After the 9/11 attacks, both Republicans and Democrats reacted with horror at the prospect of a terrorist chemical attack. Then-Senator Jon Corzine sponsored a bill to require tough security measures at vulnerable chemical plants, and the Senate Committee on the Environment and Public Works passed it by a vote of 19 to 1. But lobbyists for the chemical industry went to work and persuaded Republicans to kill the bill, which they did.
The Republican position since then is that we can rely on voluntary action by the chemical industry. Newspaper exposés have shown that many plants have remained appallingly vulnerable. Domestic security experts have shouted from the rooftops that something has to be done. Nothing has.

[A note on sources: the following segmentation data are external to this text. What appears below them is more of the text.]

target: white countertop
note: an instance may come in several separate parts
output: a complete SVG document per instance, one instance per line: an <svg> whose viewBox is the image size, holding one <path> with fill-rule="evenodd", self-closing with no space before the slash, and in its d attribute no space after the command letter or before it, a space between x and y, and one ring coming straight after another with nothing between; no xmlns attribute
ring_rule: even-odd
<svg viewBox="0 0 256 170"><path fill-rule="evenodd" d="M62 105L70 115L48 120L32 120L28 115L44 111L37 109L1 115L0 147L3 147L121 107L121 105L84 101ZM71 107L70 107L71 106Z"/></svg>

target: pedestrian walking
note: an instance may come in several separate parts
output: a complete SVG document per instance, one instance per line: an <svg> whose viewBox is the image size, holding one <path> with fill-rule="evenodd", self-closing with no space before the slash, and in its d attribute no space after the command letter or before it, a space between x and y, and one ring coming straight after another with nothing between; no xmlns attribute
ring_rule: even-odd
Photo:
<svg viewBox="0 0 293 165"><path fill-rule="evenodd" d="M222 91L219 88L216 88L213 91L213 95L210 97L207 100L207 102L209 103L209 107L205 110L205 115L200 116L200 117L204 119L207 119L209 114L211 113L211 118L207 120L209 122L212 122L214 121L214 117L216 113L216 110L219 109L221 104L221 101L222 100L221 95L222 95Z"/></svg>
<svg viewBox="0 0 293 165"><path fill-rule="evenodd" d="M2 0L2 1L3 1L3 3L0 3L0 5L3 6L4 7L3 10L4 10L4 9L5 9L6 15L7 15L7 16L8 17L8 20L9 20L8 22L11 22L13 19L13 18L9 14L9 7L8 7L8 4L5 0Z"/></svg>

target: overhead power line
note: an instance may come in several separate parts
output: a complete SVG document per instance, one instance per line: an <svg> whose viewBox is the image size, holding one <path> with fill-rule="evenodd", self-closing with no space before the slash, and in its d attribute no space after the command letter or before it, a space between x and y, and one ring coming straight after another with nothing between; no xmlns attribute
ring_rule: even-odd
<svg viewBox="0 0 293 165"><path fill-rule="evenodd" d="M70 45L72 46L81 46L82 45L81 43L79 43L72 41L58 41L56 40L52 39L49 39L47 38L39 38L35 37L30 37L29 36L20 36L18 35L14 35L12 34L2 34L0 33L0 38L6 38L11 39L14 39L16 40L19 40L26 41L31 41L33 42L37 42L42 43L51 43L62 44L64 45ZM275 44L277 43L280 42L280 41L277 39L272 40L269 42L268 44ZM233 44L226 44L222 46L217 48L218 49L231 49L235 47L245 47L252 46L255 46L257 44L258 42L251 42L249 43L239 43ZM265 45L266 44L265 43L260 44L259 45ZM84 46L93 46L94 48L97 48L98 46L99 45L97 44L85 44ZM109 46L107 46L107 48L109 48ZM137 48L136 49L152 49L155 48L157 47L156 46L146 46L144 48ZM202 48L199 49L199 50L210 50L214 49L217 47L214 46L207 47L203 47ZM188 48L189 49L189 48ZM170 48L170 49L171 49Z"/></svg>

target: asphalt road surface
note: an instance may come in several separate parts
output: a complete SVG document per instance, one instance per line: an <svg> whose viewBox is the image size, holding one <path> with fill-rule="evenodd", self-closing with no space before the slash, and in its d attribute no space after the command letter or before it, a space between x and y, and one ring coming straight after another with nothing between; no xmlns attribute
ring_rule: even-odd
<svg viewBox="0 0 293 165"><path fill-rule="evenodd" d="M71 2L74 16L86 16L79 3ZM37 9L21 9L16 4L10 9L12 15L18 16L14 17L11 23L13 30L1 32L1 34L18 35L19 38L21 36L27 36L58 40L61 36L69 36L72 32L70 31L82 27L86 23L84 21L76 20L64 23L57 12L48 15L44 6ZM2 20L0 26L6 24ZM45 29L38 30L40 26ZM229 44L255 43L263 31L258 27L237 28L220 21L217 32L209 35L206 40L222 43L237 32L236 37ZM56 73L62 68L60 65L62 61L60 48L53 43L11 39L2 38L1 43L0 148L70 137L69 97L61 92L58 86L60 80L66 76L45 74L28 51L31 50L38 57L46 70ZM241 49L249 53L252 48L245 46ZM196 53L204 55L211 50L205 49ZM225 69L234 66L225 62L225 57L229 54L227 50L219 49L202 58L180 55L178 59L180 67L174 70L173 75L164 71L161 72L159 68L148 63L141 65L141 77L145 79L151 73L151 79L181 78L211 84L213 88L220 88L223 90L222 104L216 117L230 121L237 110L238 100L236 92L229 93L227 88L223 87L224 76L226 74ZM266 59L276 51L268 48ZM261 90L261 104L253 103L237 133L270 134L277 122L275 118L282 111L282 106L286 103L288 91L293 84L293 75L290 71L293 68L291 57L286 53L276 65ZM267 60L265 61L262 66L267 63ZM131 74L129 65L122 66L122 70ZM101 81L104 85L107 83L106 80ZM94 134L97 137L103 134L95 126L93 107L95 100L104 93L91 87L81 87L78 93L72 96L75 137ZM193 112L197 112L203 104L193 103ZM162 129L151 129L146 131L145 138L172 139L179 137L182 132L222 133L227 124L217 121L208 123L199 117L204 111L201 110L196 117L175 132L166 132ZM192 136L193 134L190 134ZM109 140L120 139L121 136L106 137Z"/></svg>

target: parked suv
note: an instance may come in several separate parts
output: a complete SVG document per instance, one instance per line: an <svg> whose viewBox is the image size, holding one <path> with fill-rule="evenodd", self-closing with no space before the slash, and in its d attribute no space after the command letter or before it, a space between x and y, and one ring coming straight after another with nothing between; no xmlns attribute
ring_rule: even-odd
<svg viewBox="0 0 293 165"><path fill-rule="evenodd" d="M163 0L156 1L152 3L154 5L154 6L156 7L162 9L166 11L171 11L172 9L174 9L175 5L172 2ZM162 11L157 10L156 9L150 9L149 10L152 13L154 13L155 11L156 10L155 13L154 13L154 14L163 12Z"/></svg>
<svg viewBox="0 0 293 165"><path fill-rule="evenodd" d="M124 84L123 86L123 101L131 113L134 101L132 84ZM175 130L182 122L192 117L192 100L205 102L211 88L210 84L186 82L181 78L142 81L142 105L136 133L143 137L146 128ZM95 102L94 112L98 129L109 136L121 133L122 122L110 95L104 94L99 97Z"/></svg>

Last week, finally, Homeland Security Secretary Michael Chertoff appeared before the American Chemistry Council to gently nudge it out of its inaction. He expressed his desire for legislation but remained vague on the details. The closest Chertoff came to a rousing call for action was his observation that "we are four years after 9/11, and the time to wait on voluntariness [sic] as the sole solution, I think, has begun to pass." Well, let's not rush ourselves. You may wonder where all the so-called post-9/11 conservatives are on this issue. You know, the hawks who remind us every day that we're still at war and insist that September 11 "changed everything." I think the answer is that they're so wedded to the image of Bush as decisive war leader who prioritizes terrorism above all that they simply refuse to consider any evidence to the contrary.
The answer to Chertoff's sudden motivation seems pretty clear to me-- impending elections. It shouldn't surprise anyone at this point that the sole motivation Bush Republicans act on is fear of losing power.